En la entrada de ayer escribí
que en el taller de “Indagación apreciativa” había 45 participantes. Todos éramos
religiosos y religiosas pertenecientes a varias congregaciones masculinas y femeninas. Esto no es nuevo. Hay muchos proyectos conjuntos en el campo de la misión, la
espiritualidad y la formación. Uno de los más significativos es el proyecto Solidaridad con Sudán del Sur en el que participan
más de treinta institutos religiosos. Quizás la novedad consiste en el nuevo
enfoque que todo esto supone para la vida religiosa. No se trata solo de hacer
cosas juntos sino de caminar hacia una cultura inter, como hoy se denomina al hecho de promover un camino internacional, intercultural, intercongregacional,
interconfesional e interreligioso compartido por
consagrados de diversas proveniencias. Como todo lo que se abre paso, puede
naufragar víctima de la moda y de un exceso verbal, pero puede también madurar
y producir frutos.
Los grupos homogéneos y
cerrados en sí mismos exhiben una identidad más rígida y pueden ser, a corto
plazo, más eficaces.
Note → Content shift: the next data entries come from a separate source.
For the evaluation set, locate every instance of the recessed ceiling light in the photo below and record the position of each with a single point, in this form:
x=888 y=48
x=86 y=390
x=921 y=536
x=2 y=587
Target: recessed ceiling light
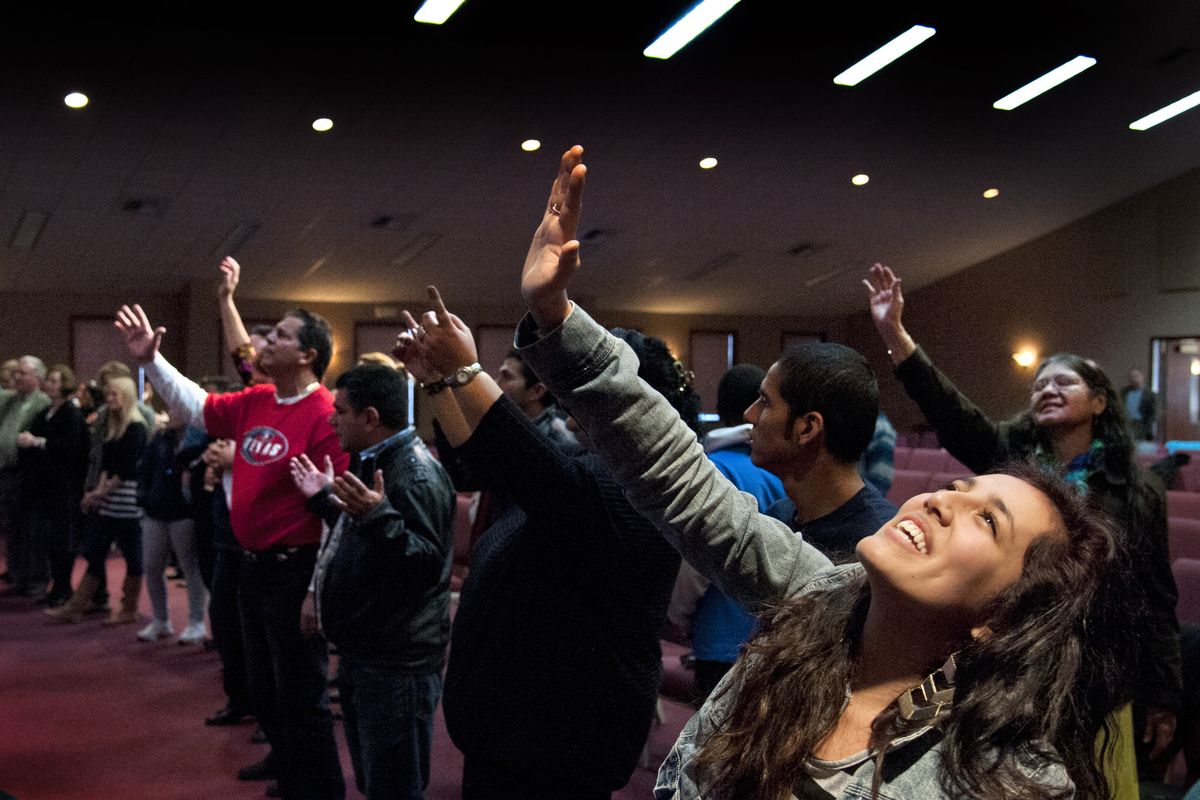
x=1167 y=112
x=687 y=28
x=885 y=55
x=1026 y=356
x=436 y=12
x=1045 y=83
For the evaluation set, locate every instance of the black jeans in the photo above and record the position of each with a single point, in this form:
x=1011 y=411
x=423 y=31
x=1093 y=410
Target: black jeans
x=389 y=728
x=102 y=531
x=226 y=620
x=287 y=675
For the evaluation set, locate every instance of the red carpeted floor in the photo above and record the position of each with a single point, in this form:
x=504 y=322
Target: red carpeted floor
x=90 y=713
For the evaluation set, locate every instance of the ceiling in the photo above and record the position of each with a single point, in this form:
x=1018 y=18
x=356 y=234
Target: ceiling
x=203 y=125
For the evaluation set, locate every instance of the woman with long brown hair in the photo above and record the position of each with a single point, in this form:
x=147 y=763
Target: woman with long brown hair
x=971 y=654
x=1075 y=427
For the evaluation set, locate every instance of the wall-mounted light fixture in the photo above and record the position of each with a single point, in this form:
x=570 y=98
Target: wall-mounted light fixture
x=1025 y=358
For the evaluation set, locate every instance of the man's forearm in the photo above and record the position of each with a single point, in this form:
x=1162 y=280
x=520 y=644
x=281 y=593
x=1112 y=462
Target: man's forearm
x=231 y=324
x=184 y=397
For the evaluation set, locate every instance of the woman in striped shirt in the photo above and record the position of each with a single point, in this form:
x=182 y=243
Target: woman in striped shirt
x=115 y=501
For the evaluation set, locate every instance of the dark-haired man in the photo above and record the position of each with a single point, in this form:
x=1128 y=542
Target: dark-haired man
x=814 y=416
x=270 y=423
x=382 y=584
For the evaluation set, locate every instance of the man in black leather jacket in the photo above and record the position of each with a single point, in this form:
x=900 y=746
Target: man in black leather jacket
x=381 y=591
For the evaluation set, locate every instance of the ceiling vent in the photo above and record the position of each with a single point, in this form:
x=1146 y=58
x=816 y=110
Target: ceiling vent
x=28 y=230
x=139 y=206
x=418 y=245
x=807 y=248
x=712 y=265
x=394 y=223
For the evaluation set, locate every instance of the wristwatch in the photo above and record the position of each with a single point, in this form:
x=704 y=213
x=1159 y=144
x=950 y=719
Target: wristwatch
x=460 y=377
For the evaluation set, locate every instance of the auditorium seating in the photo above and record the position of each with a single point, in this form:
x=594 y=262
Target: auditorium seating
x=1185 y=537
x=1185 y=505
x=1187 y=578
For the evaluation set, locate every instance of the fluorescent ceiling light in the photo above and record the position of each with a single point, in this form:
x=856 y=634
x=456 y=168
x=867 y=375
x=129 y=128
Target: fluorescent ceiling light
x=1045 y=83
x=1167 y=112
x=885 y=55
x=436 y=12
x=687 y=28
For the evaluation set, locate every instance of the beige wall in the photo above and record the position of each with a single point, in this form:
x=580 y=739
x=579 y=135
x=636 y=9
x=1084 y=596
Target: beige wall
x=1101 y=287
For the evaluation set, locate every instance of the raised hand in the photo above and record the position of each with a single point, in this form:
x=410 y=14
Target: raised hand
x=447 y=341
x=887 y=312
x=553 y=256
x=411 y=350
x=141 y=338
x=307 y=477
x=887 y=300
x=354 y=495
x=231 y=272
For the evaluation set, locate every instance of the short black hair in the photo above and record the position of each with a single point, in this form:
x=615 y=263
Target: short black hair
x=737 y=391
x=315 y=335
x=384 y=389
x=665 y=373
x=529 y=377
x=835 y=382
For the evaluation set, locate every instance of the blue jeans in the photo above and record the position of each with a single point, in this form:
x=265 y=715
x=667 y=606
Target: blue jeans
x=389 y=728
x=287 y=677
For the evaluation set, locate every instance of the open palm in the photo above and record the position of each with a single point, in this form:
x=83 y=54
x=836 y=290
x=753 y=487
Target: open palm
x=553 y=254
x=886 y=299
x=141 y=337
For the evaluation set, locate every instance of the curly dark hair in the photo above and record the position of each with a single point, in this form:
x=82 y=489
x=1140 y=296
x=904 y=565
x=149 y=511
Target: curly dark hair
x=1036 y=689
x=665 y=373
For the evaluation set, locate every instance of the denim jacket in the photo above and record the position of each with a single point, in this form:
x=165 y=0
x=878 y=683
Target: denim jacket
x=750 y=557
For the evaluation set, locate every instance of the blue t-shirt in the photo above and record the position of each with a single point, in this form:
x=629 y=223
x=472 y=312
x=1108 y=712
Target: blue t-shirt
x=837 y=533
x=721 y=625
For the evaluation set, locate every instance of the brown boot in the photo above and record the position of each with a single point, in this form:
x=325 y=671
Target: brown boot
x=127 y=612
x=72 y=611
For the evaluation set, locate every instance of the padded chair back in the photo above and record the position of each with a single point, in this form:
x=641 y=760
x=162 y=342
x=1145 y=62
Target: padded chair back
x=1185 y=537
x=1187 y=578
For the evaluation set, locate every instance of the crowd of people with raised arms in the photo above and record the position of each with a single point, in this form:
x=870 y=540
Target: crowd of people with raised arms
x=1011 y=635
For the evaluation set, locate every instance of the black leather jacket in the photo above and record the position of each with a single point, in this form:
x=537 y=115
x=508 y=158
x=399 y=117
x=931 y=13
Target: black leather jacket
x=385 y=595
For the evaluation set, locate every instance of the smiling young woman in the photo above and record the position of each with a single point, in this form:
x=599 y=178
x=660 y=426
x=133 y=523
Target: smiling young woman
x=1074 y=427
x=981 y=666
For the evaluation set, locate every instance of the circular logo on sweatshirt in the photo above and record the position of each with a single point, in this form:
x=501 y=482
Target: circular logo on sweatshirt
x=263 y=445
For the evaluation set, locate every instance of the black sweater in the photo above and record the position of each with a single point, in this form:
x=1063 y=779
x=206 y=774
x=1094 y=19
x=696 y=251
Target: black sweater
x=555 y=662
x=1131 y=495
x=385 y=594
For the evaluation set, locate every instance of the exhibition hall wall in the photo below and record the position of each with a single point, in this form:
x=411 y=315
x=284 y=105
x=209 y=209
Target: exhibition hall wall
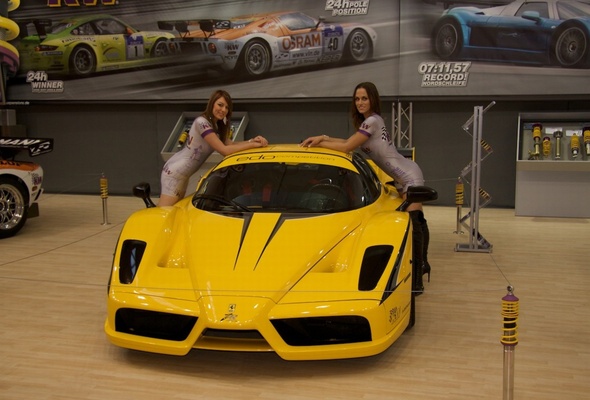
x=111 y=105
x=124 y=141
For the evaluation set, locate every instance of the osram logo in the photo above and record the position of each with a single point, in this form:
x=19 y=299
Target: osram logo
x=77 y=3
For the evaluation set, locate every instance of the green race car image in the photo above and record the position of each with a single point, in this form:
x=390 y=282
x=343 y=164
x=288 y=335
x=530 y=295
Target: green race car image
x=84 y=45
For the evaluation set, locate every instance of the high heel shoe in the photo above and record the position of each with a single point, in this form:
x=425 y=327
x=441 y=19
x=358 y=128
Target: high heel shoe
x=426 y=270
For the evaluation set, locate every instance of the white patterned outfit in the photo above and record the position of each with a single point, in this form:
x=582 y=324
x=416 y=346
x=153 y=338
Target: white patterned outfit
x=381 y=150
x=183 y=164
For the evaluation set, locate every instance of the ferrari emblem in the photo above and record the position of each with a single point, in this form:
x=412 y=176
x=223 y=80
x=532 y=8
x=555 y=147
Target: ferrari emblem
x=230 y=316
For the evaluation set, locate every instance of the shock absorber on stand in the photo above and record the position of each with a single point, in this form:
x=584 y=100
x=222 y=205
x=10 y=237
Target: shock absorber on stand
x=546 y=147
x=586 y=136
x=558 y=135
x=104 y=194
x=575 y=146
x=459 y=200
x=509 y=340
x=534 y=155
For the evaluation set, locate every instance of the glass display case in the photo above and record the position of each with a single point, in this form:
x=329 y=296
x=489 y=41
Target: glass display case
x=553 y=164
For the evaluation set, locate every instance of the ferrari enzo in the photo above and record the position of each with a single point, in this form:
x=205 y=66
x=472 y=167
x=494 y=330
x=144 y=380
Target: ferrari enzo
x=257 y=44
x=550 y=32
x=304 y=252
x=81 y=46
x=20 y=183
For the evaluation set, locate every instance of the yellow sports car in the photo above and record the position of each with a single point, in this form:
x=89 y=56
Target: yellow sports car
x=83 y=45
x=302 y=251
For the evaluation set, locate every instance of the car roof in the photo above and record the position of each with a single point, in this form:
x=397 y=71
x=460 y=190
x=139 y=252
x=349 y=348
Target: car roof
x=290 y=153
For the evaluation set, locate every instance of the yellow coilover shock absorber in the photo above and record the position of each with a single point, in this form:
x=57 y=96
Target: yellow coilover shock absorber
x=9 y=30
x=537 y=130
x=558 y=135
x=546 y=147
x=459 y=201
x=104 y=195
x=586 y=136
x=575 y=145
x=509 y=340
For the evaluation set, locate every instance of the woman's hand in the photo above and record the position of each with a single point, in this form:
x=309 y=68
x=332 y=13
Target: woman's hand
x=260 y=140
x=313 y=141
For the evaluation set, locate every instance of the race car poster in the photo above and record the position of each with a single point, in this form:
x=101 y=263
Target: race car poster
x=175 y=50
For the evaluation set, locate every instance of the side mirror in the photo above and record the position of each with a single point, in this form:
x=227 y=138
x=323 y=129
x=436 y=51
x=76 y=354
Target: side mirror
x=418 y=194
x=143 y=190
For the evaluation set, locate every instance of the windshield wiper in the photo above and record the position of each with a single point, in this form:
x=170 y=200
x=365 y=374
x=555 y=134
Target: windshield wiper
x=220 y=199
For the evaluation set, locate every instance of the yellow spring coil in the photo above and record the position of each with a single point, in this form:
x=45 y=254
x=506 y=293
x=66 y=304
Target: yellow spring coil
x=537 y=131
x=575 y=145
x=104 y=187
x=459 y=193
x=546 y=146
x=509 y=319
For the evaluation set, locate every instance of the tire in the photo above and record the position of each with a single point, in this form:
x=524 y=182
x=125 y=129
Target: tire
x=447 y=40
x=412 y=321
x=255 y=60
x=570 y=47
x=358 y=47
x=160 y=49
x=82 y=61
x=14 y=206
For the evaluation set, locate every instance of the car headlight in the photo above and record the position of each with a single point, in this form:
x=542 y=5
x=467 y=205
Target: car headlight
x=130 y=259
x=375 y=261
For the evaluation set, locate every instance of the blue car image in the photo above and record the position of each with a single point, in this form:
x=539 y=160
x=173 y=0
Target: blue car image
x=550 y=32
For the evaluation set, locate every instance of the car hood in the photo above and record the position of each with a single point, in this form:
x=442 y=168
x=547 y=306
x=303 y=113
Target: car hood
x=262 y=253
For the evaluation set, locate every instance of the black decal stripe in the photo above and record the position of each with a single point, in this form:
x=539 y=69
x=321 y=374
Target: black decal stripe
x=247 y=220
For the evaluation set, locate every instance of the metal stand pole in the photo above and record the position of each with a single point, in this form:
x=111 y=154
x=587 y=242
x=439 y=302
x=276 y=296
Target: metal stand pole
x=476 y=243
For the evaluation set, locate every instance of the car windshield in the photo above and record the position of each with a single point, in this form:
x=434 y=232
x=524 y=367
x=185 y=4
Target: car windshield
x=572 y=10
x=296 y=21
x=60 y=26
x=282 y=187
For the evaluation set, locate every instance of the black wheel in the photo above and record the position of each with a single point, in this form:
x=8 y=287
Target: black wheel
x=570 y=48
x=358 y=46
x=14 y=205
x=82 y=61
x=160 y=49
x=255 y=59
x=412 y=312
x=447 y=40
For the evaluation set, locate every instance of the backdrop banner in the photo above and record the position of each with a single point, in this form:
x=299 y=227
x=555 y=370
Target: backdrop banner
x=177 y=50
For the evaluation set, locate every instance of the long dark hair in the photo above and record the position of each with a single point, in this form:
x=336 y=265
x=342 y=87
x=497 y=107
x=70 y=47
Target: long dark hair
x=373 y=93
x=223 y=127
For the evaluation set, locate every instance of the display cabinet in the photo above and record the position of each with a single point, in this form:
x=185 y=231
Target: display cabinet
x=553 y=165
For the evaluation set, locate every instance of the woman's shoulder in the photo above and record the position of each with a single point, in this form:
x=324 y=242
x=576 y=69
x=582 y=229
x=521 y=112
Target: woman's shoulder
x=202 y=123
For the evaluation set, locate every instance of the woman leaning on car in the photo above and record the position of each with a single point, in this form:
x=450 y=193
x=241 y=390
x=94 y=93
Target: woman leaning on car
x=209 y=132
x=374 y=140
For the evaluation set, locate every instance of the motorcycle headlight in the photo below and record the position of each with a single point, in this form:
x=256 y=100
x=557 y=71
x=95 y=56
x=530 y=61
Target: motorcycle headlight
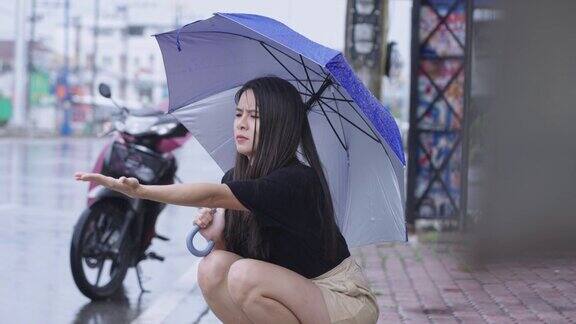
x=163 y=129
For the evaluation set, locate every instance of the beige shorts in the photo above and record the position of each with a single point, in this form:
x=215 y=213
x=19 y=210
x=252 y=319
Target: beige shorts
x=347 y=294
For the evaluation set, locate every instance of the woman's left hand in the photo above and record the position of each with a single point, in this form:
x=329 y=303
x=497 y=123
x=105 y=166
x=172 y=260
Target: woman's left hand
x=128 y=186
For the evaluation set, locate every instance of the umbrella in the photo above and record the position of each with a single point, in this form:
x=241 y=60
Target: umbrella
x=357 y=138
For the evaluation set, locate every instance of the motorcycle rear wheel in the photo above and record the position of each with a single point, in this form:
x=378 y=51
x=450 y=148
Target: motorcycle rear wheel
x=96 y=243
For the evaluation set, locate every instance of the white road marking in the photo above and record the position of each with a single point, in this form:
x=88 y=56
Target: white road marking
x=169 y=300
x=7 y=206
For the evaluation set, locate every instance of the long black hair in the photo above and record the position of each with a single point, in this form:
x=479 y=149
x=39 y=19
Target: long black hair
x=283 y=128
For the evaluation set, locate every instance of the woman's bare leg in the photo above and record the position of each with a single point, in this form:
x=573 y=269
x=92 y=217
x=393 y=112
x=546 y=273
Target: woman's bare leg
x=212 y=279
x=268 y=293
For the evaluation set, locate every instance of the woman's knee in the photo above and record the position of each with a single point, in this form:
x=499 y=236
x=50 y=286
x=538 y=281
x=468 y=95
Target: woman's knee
x=242 y=281
x=212 y=270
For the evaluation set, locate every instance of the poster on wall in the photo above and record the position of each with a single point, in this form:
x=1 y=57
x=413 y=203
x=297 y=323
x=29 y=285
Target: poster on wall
x=438 y=110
Consideran que no hay que perder
tiempo en aprender otras lenguas y costumbres, que no necesitan salir de su
territorio, abrirse a ideas y prácticas nuevas, etc. Esto ahorra energía y
permite concentrarse en la misión encomendada. Sin embargo, a largo plazo,
sucede con estos grupos lo mismo que con los monocultivos: acaban empobreciendo
y hasta esterilizando la tierra. La riqueza y la creatividad se producen cuando
hay mezcla y mestizaje, cuando salimos de nosotros mismos y nos ponemos a la
escucha, cuando ensanchamos nuestro espacio personal e institucional. Entonces,
aunque se pierda mucho tiempo en la
fase de adaptación, acabamos logrando metas mejores. El proverbio africano lo
expresa con claridad: “Si quieres ir rápido, camina solo; si quieres llegar
lejos, ve en grupo”.
La vida religiosa vive en
un contexto inter. Cada vez
es más normal ver comunidades religiosas europeas en las que hay varios
miembros que son americanos, africanos o asiáticos. El origen de esta presencia
obedece a la escasez de candidatos europeos, pero su verdadero significado
trasciende el hecho estadístico. Me atrevería a decir que la disminución de
religiosos europeos está siendo la oportunidad para alumbrar un nuevo tipo de
vida consagrada que exprese mejor la diversidad humana y, en definitiva, la
riqueza de la propia Iglesia y del misterio de Dios. No hemos sido hechos todos
iguales. No provenimos todos de la misma etnia ni hablamos la misma lengua ni ingerimos
el mismo tipo de comidas. No nos gustan las mismas cosas ni bailamos al ritmo
de la misma música, por más que la cultura globalizada tienda a uniformar las
expresiones. En la diversidad se produce un estallido de vida y creatividad que no suele
darse en los contextos demasiado homogéneos.
Es verdad que la cultura
inter no es un camino de rosas. A cada paso se pone a prueba nuestra capacidad de
abrirnos al otro y de aceptarlo tal como es. Desmonta nuestros prejuicios asentados,
saca a la luz nuestros miedos subterráneos, revela nuestras inconsistencias
y fragilidades. Incluso nos interroga sobre nuestras verdaderas convicciones.
¿Vivimos la fe como un rasgo de pertenencia cultural, como un fruto de la
educación recibida, o somos capaces de trascender nuestra cultura originaria
para abrirnos a un Evangelio que está dirigido a los hombres y mujeres de
cualquier lugar del mundo? La cultura inter es como un laboratorio que nos
prepara para vivir mejor en un mundo que es, en sí mismo, plural, pero que muy
a menudo no sabe integrar las diferencias en una visión armónica. Sin ningún
idealismo, puedo reconocer que el taller del fin de semana pasado me ayudó a
dar un paso más en una dirección que me parece irreversible.